Cara membaca laporan air mani rutin – motilitas sperma

  Apakah itu tes proaktif untuk persiapan pra-konsepsi atau tes reaktif untuk masalah kesuburan, rutinitas air mani sangat penting karena merupakan tes paling dasar untuk mencerminkan kesuburan pria, seperti halnya tes darah rutin untuk pemeriksaan medis Anda. Rutinitas semen mengandung banyak parameter, termasuk waktu pencairan, nilai pH, konsentrasi sperma, motilitas sperma dan tingkat malformasi sperma. Hari ini, mari kita mengenal motilitas sperma.  Sperma normal tidak statis di dalam air mani, tetapi terus bergerak. Inilah sebabnya mengapa ada tes motilitas sperma, yang mencerminkan, sampai batas tertentu, kesuburan pria. Hanya sperma yang bergerak dengan baik yang akan mampu “berlari 100 meter” untuk memulai misi akhir pembuahan dengan sel telur.  Apa standar normal motilitas sperma saat ini? Menurut Standar Kualitas Semen WHO edisi ke-4, jumlah sperma lebih dari 25% sperma kelas a atau total lebih dari 50% sperma kelas a dan b dianggap normal; menurut standar WHO edisi ke-5, jumlah sperma lebih dari 32% sperma yang bergerak maju dianggap normal.  Menurut pendapat saya, pertama, yang terbaik adalah persentase yang ditentukan ini terpenuhi; jika rendah, kesuburan pasti terpengaruh. Kedua, angka absolut terkadang lebih penting daripada persentase ini. Ini berarti bahwa meskipun indikator-indikator viabilitas ini baik, tetapi kepadatan sperma rendah, akan ada sangat sedikit sperma dengan viabilitas yang cukup baik juga.
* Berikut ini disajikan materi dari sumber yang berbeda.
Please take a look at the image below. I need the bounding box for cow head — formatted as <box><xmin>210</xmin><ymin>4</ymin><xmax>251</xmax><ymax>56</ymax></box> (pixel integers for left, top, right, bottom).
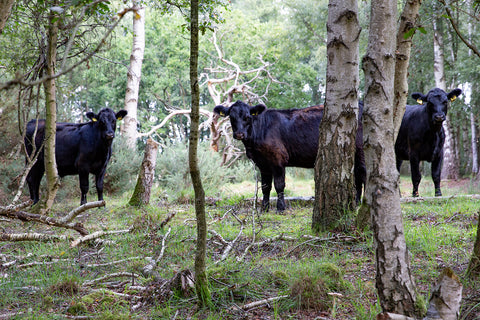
<box><xmin>86</xmin><ymin>108</ymin><xmax>127</xmax><ymax>142</ymax></box>
<box><xmin>213</xmin><ymin>100</ymin><xmax>267</xmax><ymax>140</ymax></box>
<box><xmin>412</xmin><ymin>88</ymin><xmax>462</xmax><ymax>125</ymax></box>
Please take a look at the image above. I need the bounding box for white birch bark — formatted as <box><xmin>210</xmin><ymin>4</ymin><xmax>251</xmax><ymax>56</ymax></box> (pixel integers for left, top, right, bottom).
<box><xmin>122</xmin><ymin>3</ymin><xmax>145</xmax><ymax>148</ymax></box>
<box><xmin>312</xmin><ymin>0</ymin><xmax>361</xmax><ymax>230</ymax></box>
<box><xmin>363</xmin><ymin>0</ymin><xmax>417</xmax><ymax>316</ymax></box>
<box><xmin>433</xmin><ymin>20</ymin><xmax>459</xmax><ymax>180</ymax></box>
<box><xmin>0</xmin><ymin>0</ymin><xmax>15</xmax><ymax>34</ymax></box>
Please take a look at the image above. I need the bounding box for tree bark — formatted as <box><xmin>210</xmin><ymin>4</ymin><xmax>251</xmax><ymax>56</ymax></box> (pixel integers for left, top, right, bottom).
<box><xmin>424</xmin><ymin>268</ymin><xmax>463</xmax><ymax>320</ymax></box>
<box><xmin>393</xmin><ymin>0</ymin><xmax>422</xmax><ymax>141</ymax></box>
<box><xmin>470</xmin><ymin>111</ymin><xmax>479</xmax><ymax>176</ymax></box>
<box><xmin>363</xmin><ymin>0</ymin><xmax>417</xmax><ymax>316</ymax></box>
<box><xmin>41</xmin><ymin>3</ymin><xmax>60</xmax><ymax>214</ymax></box>
<box><xmin>188</xmin><ymin>0</ymin><xmax>212</xmax><ymax>307</ymax></box>
<box><xmin>312</xmin><ymin>0</ymin><xmax>361</xmax><ymax>231</ymax></box>
<box><xmin>128</xmin><ymin>138</ymin><xmax>158</xmax><ymax>206</ymax></box>
<box><xmin>467</xmin><ymin>206</ymin><xmax>480</xmax><ymax>278</ymax></box>
<box><xmin>433</xmin><ymin>18</ymin><xmax>460</xmax><ymax>180</ymax></box>
<box><xmin>122</xmin><ymin>1</ymin><xmax>145</xmax><ymax>149</ymax></box>
<box><xmin>0</xmin><ymin>0</ymin><xmax>15</xmax><ymax>34</ymax></box>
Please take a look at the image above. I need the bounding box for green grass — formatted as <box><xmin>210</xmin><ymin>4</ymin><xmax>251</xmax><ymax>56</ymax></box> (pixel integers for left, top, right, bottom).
<box><xmin>0</xmin><ymin>172</ymin><xmax>480</xmax><ymax>320</ymax></box>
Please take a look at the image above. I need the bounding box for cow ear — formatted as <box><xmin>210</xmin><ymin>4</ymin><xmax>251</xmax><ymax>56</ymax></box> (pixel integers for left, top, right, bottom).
<box><xmin>115</xmin><ymin>110</ymin><xmax>128</xmax><ymax>120</ymax></box>
<box><xmin>250</xmin><ymin>104</ymin><xmax>267</xmax><ymax>116</ymax></box>
<box><xmin>213</xmin><ymin>105</ymin><xmax>230</xmax><ymax>117</ymax></box>
<box><xmin>86</xmin><ymin>112</ymin><xmax>98</xmax><ymax>122</ymax></box>
<box><xmin>447</xmin><ymin>88</ymin><xmax>462</xmax><ymax>102</ymax></box>
<box><xmin>412</xmin><ymin>92</ymin><xmax>426</xmax><ymax>104</ymax></box>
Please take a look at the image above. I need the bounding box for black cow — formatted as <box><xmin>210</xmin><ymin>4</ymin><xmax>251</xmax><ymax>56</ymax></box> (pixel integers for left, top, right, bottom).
<box><xmin>395</xmin><ymin>88</ymin><xmax>462</xmax><ymax>197</ymax></box>
<box><xmin>213</xmin><ymin>101</ymin><xmax>365</xmax><ymax>211</ymax></box>
<box><xmin>25</xmin><ymin>108</ymin><xmax>127</xmax><ymax>205</ymax></box>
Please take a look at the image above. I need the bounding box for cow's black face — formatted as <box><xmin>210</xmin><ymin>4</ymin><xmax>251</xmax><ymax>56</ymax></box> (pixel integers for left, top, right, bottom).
<box><xmin>213</xmin><ymin>100</ymin><xmax>267</xmax><ymax>141</ymax></box>
<box><xmin>412</xmin><ymin>88</ymin><xmax>462</xmax><ymax>126</ymax></box>
<box><xmin>87</xmin><ymin>108</ymin><xmax>127</xmax><ymax>143</ymax></box>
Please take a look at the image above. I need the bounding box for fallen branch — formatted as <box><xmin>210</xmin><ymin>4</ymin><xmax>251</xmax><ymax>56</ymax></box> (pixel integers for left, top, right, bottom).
<box><xmin>83</xmin><ymin>272</ymin><xmax>140</xmax><ymax>287</ymax></box>
<box><xmin>17</xmin><ymin>259</ymin><xmax>72</xmax><ymax>268</ymax></box>
<box><xmin>91</xmin><ymin>289</ymin><xmax>142</xmax><ymax>300</ymax></box>
<box><xmin>70</xmin><ymin>228</ymin><xmax>132</xmax><ymax>248</ymax></box>
<box><xmin>0</xmin><ymin>233</ymin><xmax>72</xmax><ymax>242</ymax></box>
<box><xmin>58</xmin><ymin>200</ymin><xmax>105</xmax><ymax>223</ymax></box>
<box><xmin>142</xmin><ymin>228</ymin><xmax>172</xmax><ymax>277</ymax></box>
<box><xmin>160</xmin><ymin>211</ymin><xmax>177</xmax><ymax>229</ymax></box>
<box><xmin>400</xmin><ymin>194</ymin><xmax>480</xmax><ymax>203</ymax></box>
<box><xmin>235</xmin><ymin>295</ymin><xmax>289</xmax><ymax>310</ymax></box>
<box><xmin>0</xmin><ymin>209</ymin><xmax>88</xmax><ymax>236</ymax></box>
<box><xmin>237</xmin><ymin>233</ymin><xmax>296</xmax><ymax>262</ymax></box>
<box><xmin>83</xmin><ymin>257</ymin><xmax>143</xmax><ymax>268</ymax></box>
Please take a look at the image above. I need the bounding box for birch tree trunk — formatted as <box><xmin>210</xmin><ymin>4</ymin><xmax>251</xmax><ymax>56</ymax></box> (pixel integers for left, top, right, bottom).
<box><xmin>393</xmin><ymin>0</ymin><xmax>422</xmax><ymax>141</ymax></box>
<box><xmin>470</xmin><ymin>111</ymin><xmax>479</xmax><ymax>176</ymax></box>
<box><xmin>363</xmin><ymin>0</ymin><xmax>417</xmax><ymax>316</ymax></box>
<box><xmin>128</xmin><ymin>138</ymin><xmax>158</xmax><ymax>206</ymax></box>
<box><xmin>312</xmin><ymin>0</ymin><xmax>361</xmax><ymax>231</ymax></box>
<box><xmin>122</xmin><ymin>1</ymin><xmax>145</xmax><ymax>149</ymax></box>
<box><xmin>0</xmin><ymin>0</ymin><xmax>15</xmax><ymax>34</ymax></box>
<box><xmin>40</xmin><ymin>4</ymin><xmax>60</xmax><ymax>214</ymax></box>
<box><xmin>188</xmin><ymin>0</ymin><xmax>212</xmax><ymax>307</ymax></box>
<box><xmin>433</xmin><ymin>19</ymin><xmax>460</xmax><ymax>180</ymax></box>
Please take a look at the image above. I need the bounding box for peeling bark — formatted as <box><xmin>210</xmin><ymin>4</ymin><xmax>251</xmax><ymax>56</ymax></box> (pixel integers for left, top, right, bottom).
<box><xmin>312</xmin><ymin>0</ymin><xmax>361</xmax><ymax>231</ymax></box>
<box><xmin>363</xmin><ymin>0</ymin><xmax>418</xmax><ymax>316</ymax></box>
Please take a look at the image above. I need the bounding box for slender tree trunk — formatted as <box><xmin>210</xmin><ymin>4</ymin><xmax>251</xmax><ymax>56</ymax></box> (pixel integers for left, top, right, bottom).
<box><xmin>188</xmin><ymin>0</ymin><xmax>212</xmax><ymax>307</ymax></box>
<box><xmin>433</xmin><ymin>20</ymin><xmax>460</xmax><ymax>180</ymax></box>
<box><xmin>42</xmin><ymin>3</ymin><xmax>60</xmax><ymax>213</ymax></box>
<box><xmin>312</xmin><ymin>0</ymin><xmax>361</xmax><ymax>231</ymax></box>
<box><xmin>470</xmin><ymin>111</ymin><xmax>479</xmax><ymax>176</ymax></box>
<box><xmin>128</xmin><ymin>138</ymin><xmax>158</xmax><ymax>206</ymax></box>
<box><xmin>363</xmin><ymin>0</ymin><xmax>417</xmax><ymax>316</ymax></box>
<box><xmin>122</xmin><ymin>1</ymin><xmax>145</xmax><ymax>149</ymax></box>
<box><xmin>467</xmin><ymin>204</ymin><xmax>480</xmax><ymax>278</ymax></box>
<box><xmin>393</xmin><ymin>0</ymin><xmax>422</xmax><ymax>141</ymax></box>
<box><xmin>0</xmin><ymin>0</ymin><xmax>15</xmax><ymax>34</ymax></box>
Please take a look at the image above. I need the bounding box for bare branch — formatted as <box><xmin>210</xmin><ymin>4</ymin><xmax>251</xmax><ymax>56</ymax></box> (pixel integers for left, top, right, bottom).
<box><xmin>70</xmin><ymin>228</ymin><xmax>132</xmax><ymax>248</ymax></box>
<box><xmin>58</xmin><ymin>200</ymin><xmax>105</xmax><ymax>223</ymax></box>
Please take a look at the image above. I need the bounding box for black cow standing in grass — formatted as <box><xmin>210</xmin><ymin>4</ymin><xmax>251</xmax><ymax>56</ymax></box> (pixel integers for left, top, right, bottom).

Sebaliknya, beberapa air mani dengan motilitas sperma yang agak rendah tetapi dengan kepadatan sperma yang cukup akan sama baiknya untuk kesuburan.  Sekali lagi, adanya pencairan semen yang abnormal merupakan faktor yang perlu dipertimbangkan. Individu dengan pencairan air mani yang abnormal akan memiliki kesuburan yang lebih rendah untuk tingkat viabilitas sperma yang sama.  Selain itu, malformasi sperma perlu dievaluasi bersamaan dengan tingkat malformasi sperma. Beberapa sampel semen dengan malformasi parah memiliki motilitas sperma yang baik, sehingga jelas bahwa masalahnya perlu difokuskan pada tingkat malformasi terlebih dahulu.  Akhirnya, penting untuk diingat bahwa pemeriksaan air mani rutin tidak dapat didasarkan pada satu tes, tetapi perlu diulang beberapa kali untuk penilaian yang komprehensif.